Now, we apply this to our equivalent divider. Here, $$\V_\text{OUT}=V_\text{IN}\frac{Z_2}{R_\text{SER}+Z_2}\$$. Let's draw this out, painstakingly:

\begin{align*} V_\text{OUT}&=V_\text{IN}\cdot\frac{Z_2}{R_\text{SER}+Z_2}\\\\ &=V_\text{IN}\cdot\frac{\frac{R_2}{1+s\,R_2\,C_2}}{R_\text{SER}+\frac{R_2}{1+s\,R_2\,C_2}}\\\\ &=V_\text{IN}\cdot\frac{R_2}{R_\text{SER}\cdot\left(1+s\,R_2\,C_2\right)+R_2}\\\\ &=V_\text{IN}\cdot\frac{R_2}{R_\text{SER}+s\,R_\text{SER}\,R_2\,C_2+R_2}\\\\ &=V_\text{IN}\cdot\frac1{1+ \frac{R_\text{SER}}{R_2}+s\,R_\text{SER}\,C_2}\\\\ &=V_\text{IN}\cdot\frac{\frac1{\left[1+ \frac{R_\text{SER}}{R_2}\right]}}{1+s\,\frac{R_\text{SER}\,C_2}{\left[1+ \frac{R_\text{SER}}{R_2}\right]}}=V_\text{IN}\cdot\frac{K}{1+\tau\,s} \end{align*}

This is the standard form for a low pass filter.

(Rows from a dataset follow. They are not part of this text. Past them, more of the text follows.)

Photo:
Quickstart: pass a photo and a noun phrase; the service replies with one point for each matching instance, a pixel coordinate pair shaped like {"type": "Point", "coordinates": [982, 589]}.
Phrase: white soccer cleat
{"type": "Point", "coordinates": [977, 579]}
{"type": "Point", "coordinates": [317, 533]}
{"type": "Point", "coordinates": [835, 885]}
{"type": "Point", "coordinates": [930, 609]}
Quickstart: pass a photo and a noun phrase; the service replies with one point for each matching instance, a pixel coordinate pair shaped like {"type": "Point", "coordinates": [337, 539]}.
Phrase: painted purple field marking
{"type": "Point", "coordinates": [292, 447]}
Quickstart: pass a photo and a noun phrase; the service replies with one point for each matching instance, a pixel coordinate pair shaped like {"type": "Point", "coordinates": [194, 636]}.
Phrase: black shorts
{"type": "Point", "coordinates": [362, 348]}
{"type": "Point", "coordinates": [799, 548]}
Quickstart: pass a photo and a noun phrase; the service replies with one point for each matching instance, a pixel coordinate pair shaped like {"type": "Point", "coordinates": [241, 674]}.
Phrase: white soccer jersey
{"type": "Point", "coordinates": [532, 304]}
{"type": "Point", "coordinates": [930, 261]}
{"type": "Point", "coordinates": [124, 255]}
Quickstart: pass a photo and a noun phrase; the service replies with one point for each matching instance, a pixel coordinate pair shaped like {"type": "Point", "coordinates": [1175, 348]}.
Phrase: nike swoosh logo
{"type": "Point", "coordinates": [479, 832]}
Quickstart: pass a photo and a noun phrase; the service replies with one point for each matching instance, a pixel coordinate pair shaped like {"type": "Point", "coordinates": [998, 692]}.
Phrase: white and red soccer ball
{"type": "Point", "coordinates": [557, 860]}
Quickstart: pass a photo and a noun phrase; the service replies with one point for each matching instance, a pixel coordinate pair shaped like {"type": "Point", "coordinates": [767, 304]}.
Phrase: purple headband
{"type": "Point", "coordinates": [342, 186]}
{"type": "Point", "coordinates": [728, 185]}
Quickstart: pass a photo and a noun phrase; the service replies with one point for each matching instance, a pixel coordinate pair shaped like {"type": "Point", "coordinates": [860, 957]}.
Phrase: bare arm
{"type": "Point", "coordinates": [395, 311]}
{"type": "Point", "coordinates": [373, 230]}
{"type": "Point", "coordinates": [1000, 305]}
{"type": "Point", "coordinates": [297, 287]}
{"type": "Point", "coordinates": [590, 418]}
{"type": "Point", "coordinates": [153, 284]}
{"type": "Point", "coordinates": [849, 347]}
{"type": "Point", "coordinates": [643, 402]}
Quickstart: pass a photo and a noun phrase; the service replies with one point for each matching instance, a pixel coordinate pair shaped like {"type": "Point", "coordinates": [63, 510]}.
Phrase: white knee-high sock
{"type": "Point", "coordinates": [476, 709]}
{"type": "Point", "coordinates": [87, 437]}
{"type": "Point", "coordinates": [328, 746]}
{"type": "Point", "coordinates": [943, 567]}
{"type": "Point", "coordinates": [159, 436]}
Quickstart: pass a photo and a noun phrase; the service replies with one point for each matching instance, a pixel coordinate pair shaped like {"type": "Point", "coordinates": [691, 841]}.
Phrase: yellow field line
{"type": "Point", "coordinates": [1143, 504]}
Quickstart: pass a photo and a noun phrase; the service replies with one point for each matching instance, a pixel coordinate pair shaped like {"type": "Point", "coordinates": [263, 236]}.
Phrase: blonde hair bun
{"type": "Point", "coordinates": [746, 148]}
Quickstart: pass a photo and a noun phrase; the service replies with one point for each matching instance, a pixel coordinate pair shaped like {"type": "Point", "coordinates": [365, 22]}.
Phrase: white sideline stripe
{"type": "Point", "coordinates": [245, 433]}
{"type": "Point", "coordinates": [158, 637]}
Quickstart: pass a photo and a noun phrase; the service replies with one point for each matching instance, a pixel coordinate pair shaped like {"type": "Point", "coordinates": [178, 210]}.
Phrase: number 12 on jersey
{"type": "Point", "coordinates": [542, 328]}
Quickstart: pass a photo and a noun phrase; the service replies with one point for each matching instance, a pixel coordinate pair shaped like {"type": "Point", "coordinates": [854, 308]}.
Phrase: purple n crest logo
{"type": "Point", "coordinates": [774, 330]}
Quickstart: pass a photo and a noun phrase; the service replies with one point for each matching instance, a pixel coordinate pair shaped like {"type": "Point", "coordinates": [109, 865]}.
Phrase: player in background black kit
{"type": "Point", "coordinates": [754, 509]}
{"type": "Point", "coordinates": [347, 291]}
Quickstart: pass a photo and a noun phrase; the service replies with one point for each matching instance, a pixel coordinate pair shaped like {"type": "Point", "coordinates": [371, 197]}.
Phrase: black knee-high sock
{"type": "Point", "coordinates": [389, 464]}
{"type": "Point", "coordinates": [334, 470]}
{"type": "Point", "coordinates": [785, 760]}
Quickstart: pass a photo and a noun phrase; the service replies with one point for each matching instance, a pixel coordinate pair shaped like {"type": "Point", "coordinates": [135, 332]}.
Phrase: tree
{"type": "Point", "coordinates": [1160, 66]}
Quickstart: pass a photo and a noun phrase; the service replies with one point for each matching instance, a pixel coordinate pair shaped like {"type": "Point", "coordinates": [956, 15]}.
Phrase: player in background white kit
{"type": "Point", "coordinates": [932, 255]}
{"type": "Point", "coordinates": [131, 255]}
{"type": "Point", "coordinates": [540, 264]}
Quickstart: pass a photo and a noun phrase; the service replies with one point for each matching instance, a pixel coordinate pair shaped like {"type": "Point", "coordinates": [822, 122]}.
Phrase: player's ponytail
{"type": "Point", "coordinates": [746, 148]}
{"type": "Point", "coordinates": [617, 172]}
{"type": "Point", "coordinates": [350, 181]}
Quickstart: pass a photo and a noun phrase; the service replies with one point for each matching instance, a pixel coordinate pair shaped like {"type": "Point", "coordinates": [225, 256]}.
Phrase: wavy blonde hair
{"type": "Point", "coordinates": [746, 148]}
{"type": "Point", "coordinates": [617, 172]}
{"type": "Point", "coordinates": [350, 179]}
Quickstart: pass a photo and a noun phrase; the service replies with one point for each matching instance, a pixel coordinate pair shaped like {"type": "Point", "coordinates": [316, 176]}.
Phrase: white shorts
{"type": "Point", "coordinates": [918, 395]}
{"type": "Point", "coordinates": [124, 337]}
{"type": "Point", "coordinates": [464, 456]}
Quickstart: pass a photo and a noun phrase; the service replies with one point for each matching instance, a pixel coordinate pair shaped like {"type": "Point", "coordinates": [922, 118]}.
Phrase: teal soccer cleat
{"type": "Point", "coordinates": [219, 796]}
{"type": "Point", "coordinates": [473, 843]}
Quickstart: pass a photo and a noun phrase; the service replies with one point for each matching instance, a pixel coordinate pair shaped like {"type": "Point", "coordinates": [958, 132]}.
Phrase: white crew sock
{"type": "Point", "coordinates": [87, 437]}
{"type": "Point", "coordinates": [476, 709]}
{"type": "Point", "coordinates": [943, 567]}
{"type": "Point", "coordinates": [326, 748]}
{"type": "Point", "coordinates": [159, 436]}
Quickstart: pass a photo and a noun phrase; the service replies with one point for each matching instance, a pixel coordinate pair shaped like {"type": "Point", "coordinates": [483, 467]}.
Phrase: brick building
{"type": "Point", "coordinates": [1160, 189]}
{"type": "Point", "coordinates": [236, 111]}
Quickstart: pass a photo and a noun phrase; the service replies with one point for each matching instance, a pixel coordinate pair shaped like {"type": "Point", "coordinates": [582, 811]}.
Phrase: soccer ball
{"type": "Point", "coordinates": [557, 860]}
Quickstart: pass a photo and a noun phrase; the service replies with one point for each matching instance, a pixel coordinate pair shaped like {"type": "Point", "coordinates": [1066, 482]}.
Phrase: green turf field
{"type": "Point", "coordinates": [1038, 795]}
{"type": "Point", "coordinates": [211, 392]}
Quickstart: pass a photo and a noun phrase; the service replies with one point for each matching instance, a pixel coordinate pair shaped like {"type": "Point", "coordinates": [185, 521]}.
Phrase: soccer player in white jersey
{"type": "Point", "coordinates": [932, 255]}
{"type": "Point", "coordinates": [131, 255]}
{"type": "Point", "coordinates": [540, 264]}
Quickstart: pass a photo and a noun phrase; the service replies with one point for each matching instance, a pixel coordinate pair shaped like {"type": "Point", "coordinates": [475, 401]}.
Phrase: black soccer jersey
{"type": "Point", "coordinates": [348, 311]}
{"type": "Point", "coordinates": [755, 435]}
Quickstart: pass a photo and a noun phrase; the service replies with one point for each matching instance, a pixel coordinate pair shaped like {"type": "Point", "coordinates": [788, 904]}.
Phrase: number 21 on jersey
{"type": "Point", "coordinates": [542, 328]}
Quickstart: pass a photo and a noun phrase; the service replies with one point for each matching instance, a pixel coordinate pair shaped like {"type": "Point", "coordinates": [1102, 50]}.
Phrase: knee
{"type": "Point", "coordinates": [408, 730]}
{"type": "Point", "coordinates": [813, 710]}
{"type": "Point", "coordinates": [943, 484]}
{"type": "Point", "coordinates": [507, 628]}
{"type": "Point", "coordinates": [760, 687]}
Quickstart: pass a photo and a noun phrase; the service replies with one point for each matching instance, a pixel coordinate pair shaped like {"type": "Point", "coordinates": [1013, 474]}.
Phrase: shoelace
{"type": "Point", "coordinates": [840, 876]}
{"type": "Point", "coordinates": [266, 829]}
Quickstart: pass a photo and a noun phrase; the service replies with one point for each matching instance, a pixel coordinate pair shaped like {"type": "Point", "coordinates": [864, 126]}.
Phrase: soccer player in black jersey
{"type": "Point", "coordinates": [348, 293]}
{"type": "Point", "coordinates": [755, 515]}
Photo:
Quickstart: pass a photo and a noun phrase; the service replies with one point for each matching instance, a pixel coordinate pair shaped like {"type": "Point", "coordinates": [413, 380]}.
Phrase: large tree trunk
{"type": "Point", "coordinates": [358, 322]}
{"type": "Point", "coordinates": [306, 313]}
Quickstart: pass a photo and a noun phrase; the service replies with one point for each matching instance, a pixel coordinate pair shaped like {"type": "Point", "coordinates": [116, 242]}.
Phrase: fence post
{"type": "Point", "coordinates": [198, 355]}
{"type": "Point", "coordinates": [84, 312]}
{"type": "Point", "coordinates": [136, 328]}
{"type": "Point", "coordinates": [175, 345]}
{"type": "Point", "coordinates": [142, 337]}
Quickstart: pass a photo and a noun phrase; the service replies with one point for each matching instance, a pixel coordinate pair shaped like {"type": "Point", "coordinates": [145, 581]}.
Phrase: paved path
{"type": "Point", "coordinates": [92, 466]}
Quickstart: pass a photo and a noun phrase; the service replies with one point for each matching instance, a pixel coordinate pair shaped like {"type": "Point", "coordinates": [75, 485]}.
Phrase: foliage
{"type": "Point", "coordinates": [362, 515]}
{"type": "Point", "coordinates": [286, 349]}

The numerator, $$\K\$$, is the gain. And, as you can see, this is slightly less than 1. The denominator has been arranged so that it is 1 plus "something times $$\s\$$." (Having a "1 +" in the denominator is a requirement and taking the trouble to massage the denominator to achieve it causes the numerator, sometimes, to no longer be 1, as in this case.) This "something" (times $$\s\$$) is also known as (aka) the tau ($$\\tau\$$.) (The angular frequency is $$\\omega_{_0}=\frac1{\tau}\$$.)

Let's look at $$\\tau\$$:

$$\tau = \frac{R_\text{SER}\,C_2}{\left[1+ \frac{R_\text{SER}}{R_2}\right]}$$

Here, you can see that this is dominated by the value of $$\R_\text{SER}\,C_2\$$. But that it is modified, a little, by the near-1 value of $$\1+ \frac{R_\text{SER}}{R_2}\$$ that appears in the denominator. The denominator, in your case, is $$\1.1\$$. This acts to slightly reduce the value of $$\R_\text{SER}\$$ before it is combined with $$\C_2\$$ to compute $$\\tau\$$. But the upshot is that the value is primarily determined by $$\R_\text{SER}\,C_2\$$ and then only slightly modified by the value of $$\R_2\$$.

That's why someone can say that $$\R_\text{SER}\$$ is the dominant resistance value in determining the cross-over frequency. Yes, it is modified by $$\R_2\$$. But as you can see, still larger values of $$\R_2\$$ will have diminishing impact, too.